Celebrating the Little Church Around the Corner: a New York Oldie But Goodie

Postcard view-- The Little Church Around the Corner
New York is a forward-looking city, but also one that dotes on relics of past glories. During a recent visit, I was shown a place I’d heard about, but wasn’t sure existed. Its history is tied up with that of the American theatre, but it also gave its nickname to at least one movie, a 1923 silent drama starring Claire Windsor. And it shows up for real in Woody Allen’s Hannah and Her Sisters, when Allen’s character, attempting to convert to Catholicism, attends a concert on the premises.

The official name for the Little Church Around the Corner is the Church of the Transfiguration. It’s an Episcopal parish church, built in 1849, that still enjoys a prime piece of real estate on East 29th Street, between Madison and Fifth Avenues. Long associated with liberal causes, it provided sanctuary to endangered African Americans during the Civil War Draft Riots of 1863. But its enduring nickname arose in 1870, when theatre professionals were considered morally suspect. After the death of an actor named George Holland, a fellow thespian, Joseph Jefferson, appealed to the rector of a nearby Manhattan church to conduct a funeral service for his deceased friend. The rector turned him down, but suggested, "I believe there is a little church around the corner where they do that sort of thing." From that day to this, the Little Church Around the Corner has had a warm relationship with the acting community.

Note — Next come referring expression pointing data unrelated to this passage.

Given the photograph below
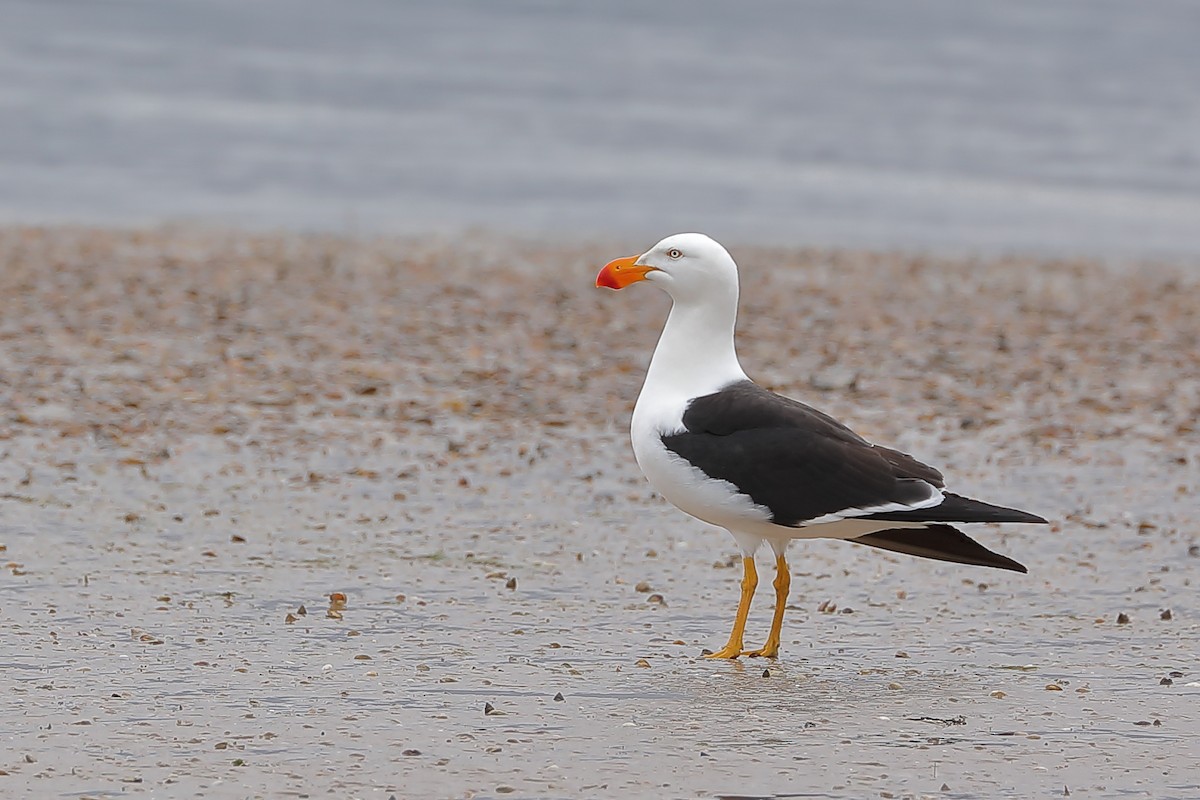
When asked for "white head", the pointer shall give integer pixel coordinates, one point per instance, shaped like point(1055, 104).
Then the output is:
point(691, 268)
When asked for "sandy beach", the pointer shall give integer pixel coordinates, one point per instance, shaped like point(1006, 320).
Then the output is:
point(205, 434)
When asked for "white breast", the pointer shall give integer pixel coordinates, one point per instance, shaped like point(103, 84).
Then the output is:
point(714, 501)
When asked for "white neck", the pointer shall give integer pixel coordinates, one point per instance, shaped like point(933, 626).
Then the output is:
point(695, 354)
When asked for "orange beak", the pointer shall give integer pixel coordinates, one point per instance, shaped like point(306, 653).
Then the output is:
point(621, 272)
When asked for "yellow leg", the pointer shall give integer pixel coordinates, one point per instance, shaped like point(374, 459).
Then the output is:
point(783, 584)
point(732, 649)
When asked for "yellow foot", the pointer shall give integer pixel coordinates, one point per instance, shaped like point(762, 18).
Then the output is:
point(765, 651)
point(727, 651)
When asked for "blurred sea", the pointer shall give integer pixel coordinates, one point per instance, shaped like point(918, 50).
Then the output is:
point(1026, 125)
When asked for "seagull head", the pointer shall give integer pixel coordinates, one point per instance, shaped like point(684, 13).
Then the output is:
point(687, 266)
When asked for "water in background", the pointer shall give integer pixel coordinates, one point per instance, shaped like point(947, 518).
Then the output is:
point(937, 124)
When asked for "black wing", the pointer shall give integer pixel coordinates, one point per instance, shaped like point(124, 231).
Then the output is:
point(792, 458)
point(803, 464)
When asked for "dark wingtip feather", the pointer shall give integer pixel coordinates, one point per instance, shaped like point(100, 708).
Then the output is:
point(940, 542)
point(955, 507)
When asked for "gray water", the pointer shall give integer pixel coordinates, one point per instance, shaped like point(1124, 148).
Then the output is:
point(1044, 126)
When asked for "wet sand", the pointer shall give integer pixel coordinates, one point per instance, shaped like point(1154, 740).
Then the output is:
point(204, 435)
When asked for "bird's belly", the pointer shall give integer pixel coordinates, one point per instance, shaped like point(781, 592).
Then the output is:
point(712, 500)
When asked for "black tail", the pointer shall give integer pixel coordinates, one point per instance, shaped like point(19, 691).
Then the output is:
point(941, 542)
point(957, 507)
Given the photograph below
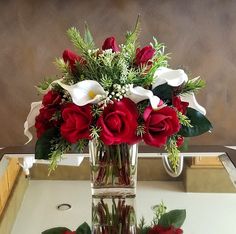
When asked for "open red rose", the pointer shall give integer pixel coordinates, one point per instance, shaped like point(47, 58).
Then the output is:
point(110, 43)
point(179, 105)
point(144, 55)
point(157, 229)
point(44, 120)
point(159, 125)
point(52, 98)
point(77, 120)
point(118, 123)
point(72, 58)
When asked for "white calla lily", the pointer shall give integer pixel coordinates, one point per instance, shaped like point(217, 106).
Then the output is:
point(190, 98)
point(30, 120)
point(84, 92)
point(138, 94)
point(172, 77)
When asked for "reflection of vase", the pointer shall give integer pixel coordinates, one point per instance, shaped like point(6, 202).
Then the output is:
point(113, 169)
point(113, 216)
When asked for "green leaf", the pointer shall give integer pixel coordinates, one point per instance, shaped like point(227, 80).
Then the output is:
point(57, 230)
point(144, 230)
point(83, 229)
point(173, 218)
point(133, 36)
point(43, 144)
point(163, 91)
point(88, 38)
point(200, 124)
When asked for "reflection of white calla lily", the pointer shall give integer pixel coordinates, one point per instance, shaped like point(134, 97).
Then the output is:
point(190, 98)
point(30, 120)
point(85, 92)
point(173, 78)
point(138, 94)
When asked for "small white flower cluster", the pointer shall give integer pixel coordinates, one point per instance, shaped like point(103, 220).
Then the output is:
point(119, 91)
point(117, 94)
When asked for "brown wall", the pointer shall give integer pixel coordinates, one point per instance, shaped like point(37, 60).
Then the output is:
point(199, 34)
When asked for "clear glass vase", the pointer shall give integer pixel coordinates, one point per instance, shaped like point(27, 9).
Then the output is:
point(114, 216)
point(113, 169)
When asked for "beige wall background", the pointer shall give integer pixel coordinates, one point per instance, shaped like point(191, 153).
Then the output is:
point(200, 35)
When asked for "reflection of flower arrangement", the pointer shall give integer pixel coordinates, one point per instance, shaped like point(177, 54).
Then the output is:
point(119, 217)
point(117, 94)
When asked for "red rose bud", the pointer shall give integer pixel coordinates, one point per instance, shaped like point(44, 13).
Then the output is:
point(119, 122)
point(144, 55)
point(179, 105)
point(52, 98)
point(159, 125)
point(157, 229)
point(72, 58)
point(110, 43)
point(77, 121)
point(44, 120)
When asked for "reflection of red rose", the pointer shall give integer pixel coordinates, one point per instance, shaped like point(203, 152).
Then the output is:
point(144, 55)
point(179, 105)
point(159, 125)
point(110, 43)
point(157, 229)
point(72, 58)
point(44, 120)
point(69, 232)
point(77, 120)
point(51, 98)
point(118, 123)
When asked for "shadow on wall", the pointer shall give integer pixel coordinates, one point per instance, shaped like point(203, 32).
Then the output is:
point(199, 34)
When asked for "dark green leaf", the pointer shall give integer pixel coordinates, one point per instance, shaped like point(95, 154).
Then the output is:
point(43, 144)
point(163, 91)
point(83, 229)
point(173, 218)
point(200, 124)
point(88, 38)
point(57, 230)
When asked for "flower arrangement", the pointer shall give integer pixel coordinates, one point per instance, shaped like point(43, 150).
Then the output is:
point(116, 94)
point(121, 218)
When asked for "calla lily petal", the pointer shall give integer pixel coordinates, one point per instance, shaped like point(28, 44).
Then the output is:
point(172, 77)
point(190, 98)
point(30, 120)
point(138, 94)
point(84, 92)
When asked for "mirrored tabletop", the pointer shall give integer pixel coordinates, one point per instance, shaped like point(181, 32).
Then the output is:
point(36, 202)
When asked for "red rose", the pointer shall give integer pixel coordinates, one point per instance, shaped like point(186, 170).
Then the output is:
point(44, 120)
point(51, 98)
point(159, 125)
point(72, 58)
point(157, 229)
point(110, 43)
point(179, 141)
point(118, 123)
point(179, 105)
point(77, 120)
point(144, 55)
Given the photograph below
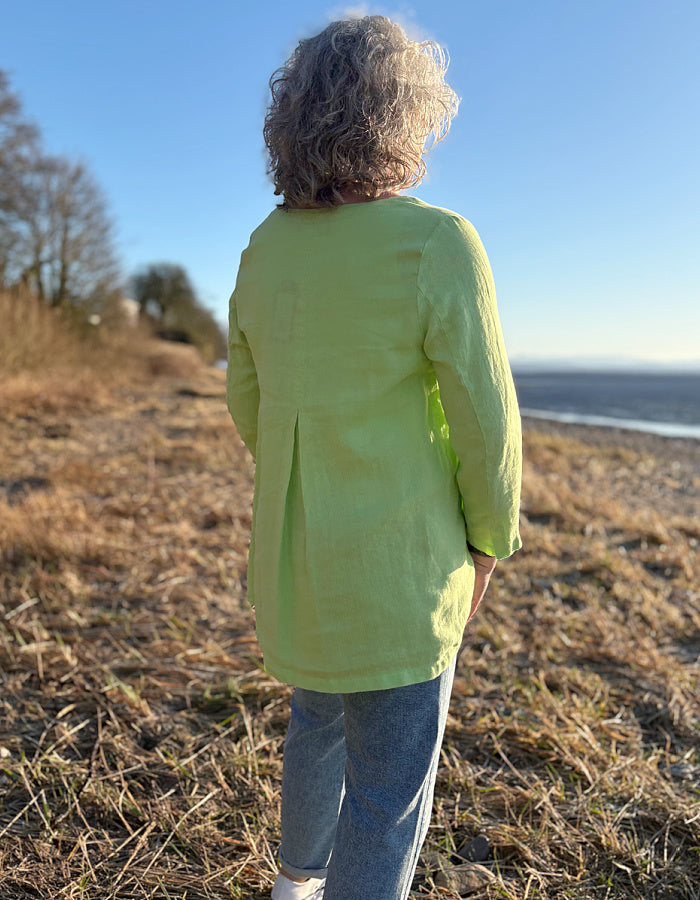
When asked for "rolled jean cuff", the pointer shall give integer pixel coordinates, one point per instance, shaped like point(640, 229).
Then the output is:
point(301, 873)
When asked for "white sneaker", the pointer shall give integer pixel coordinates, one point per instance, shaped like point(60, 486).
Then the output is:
point(286, 889)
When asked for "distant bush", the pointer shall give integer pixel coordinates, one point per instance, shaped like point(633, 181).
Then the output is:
point(168, 301)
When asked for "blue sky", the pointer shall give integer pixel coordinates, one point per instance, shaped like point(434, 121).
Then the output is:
point(575, 152)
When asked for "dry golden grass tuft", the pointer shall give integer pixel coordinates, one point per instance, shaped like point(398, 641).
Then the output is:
point(140, 738)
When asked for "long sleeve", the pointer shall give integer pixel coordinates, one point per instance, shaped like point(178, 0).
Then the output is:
point(242, 389)
point(463, 339)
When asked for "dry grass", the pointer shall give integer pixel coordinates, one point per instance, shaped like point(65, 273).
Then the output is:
point(140, 738)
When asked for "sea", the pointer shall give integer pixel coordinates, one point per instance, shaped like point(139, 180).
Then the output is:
point(659, 403)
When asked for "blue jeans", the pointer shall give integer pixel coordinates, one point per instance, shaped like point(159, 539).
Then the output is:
point(357, 786)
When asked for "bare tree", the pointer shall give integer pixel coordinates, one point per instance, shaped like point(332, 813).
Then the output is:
point(55, 233)
point(18, 150)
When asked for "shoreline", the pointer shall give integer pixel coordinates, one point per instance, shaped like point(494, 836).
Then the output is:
point(682, 449)
point(642, 426)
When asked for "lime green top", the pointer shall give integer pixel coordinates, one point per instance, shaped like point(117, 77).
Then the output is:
point(343, 323)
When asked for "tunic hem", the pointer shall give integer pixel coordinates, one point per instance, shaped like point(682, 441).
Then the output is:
point(356, 682)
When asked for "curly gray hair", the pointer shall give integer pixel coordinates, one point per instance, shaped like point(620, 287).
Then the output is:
point(352, 109)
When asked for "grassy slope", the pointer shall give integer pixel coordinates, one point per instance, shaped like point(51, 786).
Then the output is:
point(141, 739)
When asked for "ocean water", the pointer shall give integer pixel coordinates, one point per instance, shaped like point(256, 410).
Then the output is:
point(660, 403)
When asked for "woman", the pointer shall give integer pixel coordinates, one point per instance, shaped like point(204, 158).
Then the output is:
point(367, 375)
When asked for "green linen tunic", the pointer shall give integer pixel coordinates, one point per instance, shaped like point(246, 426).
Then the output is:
point(368, 377)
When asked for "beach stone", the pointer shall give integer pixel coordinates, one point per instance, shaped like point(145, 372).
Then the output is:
point(477, 849)
point(465, 879)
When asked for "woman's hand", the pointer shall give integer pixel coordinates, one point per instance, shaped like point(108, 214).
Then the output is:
point(483, 569)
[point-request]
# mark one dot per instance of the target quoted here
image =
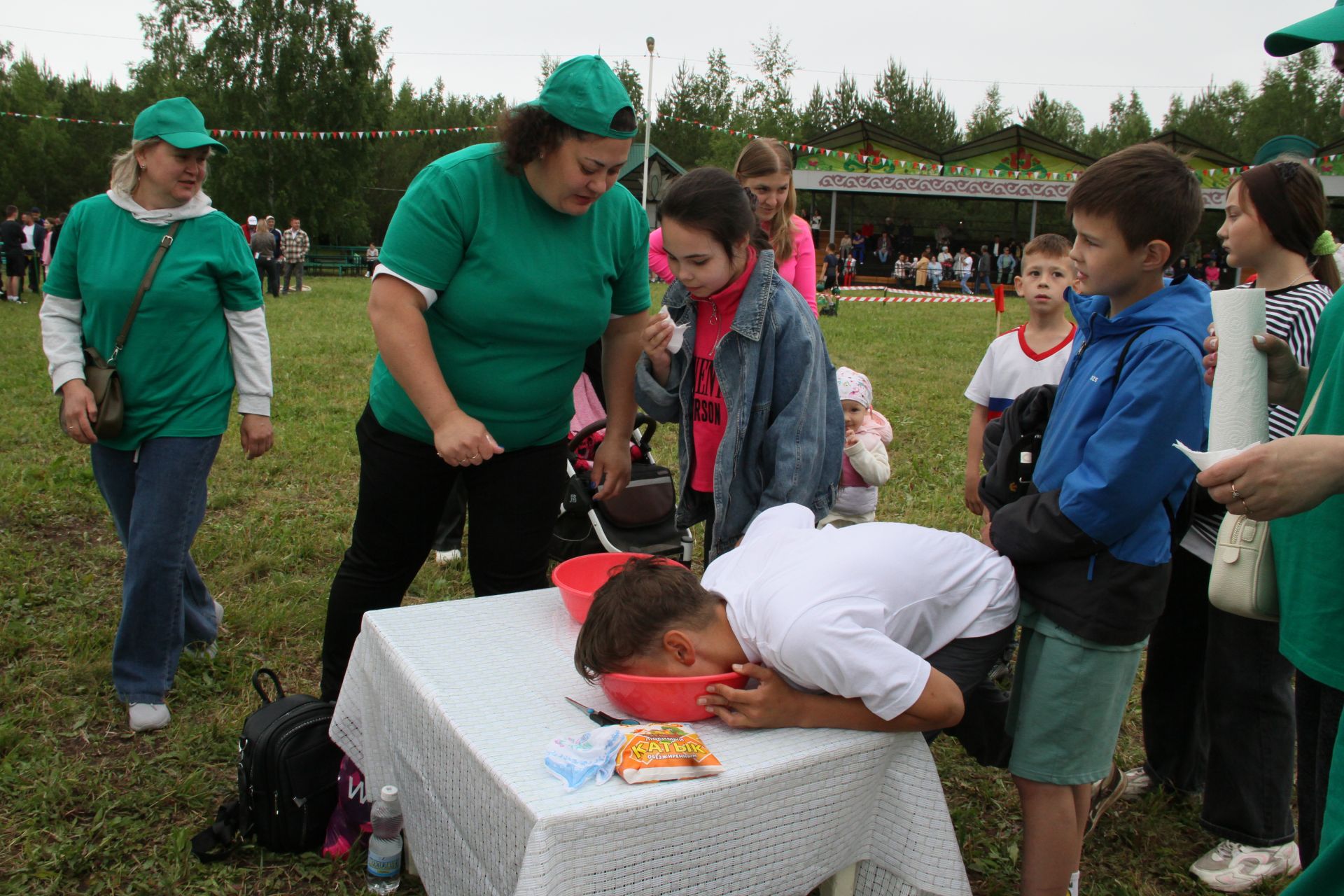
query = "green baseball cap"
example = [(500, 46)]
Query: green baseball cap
[(1324, 27), (1285, 146), (175, 121), (587, 94)]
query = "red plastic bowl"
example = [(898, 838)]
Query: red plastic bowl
[(662, 697), (580, 578)]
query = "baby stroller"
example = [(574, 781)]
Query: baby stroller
[(638, 520)]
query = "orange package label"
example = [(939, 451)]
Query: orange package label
[(667, 751)]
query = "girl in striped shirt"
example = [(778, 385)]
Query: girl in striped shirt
[(1218, 696)]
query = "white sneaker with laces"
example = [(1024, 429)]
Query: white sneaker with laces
[(206, 652), (148, 716), (1138, 783), (1231, 867)]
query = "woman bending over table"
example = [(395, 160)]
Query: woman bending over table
[(477, 355)]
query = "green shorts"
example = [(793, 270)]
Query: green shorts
[(1069, 700)]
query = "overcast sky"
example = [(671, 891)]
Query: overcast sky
[(1078, 51)]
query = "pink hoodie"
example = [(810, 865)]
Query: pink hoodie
[(873, 430)]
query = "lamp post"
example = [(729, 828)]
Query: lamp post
[(648, 124)]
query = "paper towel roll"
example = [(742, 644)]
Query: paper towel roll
[(1240, 414)]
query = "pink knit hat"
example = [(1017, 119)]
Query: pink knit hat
[(854, 387)]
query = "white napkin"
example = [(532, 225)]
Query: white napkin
[(1205, 460), (678, 337), (1240, 413)]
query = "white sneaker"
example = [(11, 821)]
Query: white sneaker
[(148, 716), (1138, 783), (1231, 868), (202, 652)]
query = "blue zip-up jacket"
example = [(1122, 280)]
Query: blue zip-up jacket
[(785, 433), (1093, 540)]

This connection between the church and the Great White Way can be seen throughout the charming building. One stained-glass panel puts Jesus front and center, but also sneaks in, at bottom, a small image of Joseph Jefferson in his once-famous portrayal of Rip Van Winkle. There’s also an impressive stained glass image of Edwin Booth, once known as the Prince of Players for his many classic Shakespearean portrayals on the American stage. (The brother of, John Wilkes Booth, Edwin never quite lived down the stain on his family’s honor. Following his death in 1893 at Manhattan’s Players Club, his quarters still remain undisturbed.)

Theatre folk memorialized with plaques in the church sanctuary include Minnie Maddern Fiske (1865-1932) and Cornelia Otis Skinner (1899-1979). The latter, daughter of matinee idol Otis Skinner, was a special favorite of mine. As a successful actress, biographer, and comic essayist, she did it all. Our Hearts Were Young and Gay, a memoir she co-wrote with journalist Emily Skinner about their youthful travels in Europe, became a best-seller, then inspired several films, two Broadway shows, and a short-lived TV series. Another honoree is actor Rex Harrison. Though I hardly associate this  hard-drinking Englishman with church attendance, he served as an officer of the Episcopal Actors’ Guild, and the Little Church Around the Corner was the site of his memorial service in 1990. His plaque bears an image of him, dancing up a storm, in his most famous role, that of Professor Henry Higgins in My Fair Lady.

Tribute to Edwin Booth

Finally let me mention comic writer P.G. Wodehouse, who as a young English novelist and lyricist made his home in New York’s Greenwich Village. He married his wife Ethel in the Little Church Around the Cormer in 1914, then went on to set many of his fictional weddings at the church. The finale of the hit Broadway musical Sally, which he wrote with Jerome Kern and Guy Bolton, contains a musical tribute to the "Dear little, dear little Church 'Round the Corner / Where so many lives have begun, / Where folks without money see nothing that's funny / In two living cheaper than one.”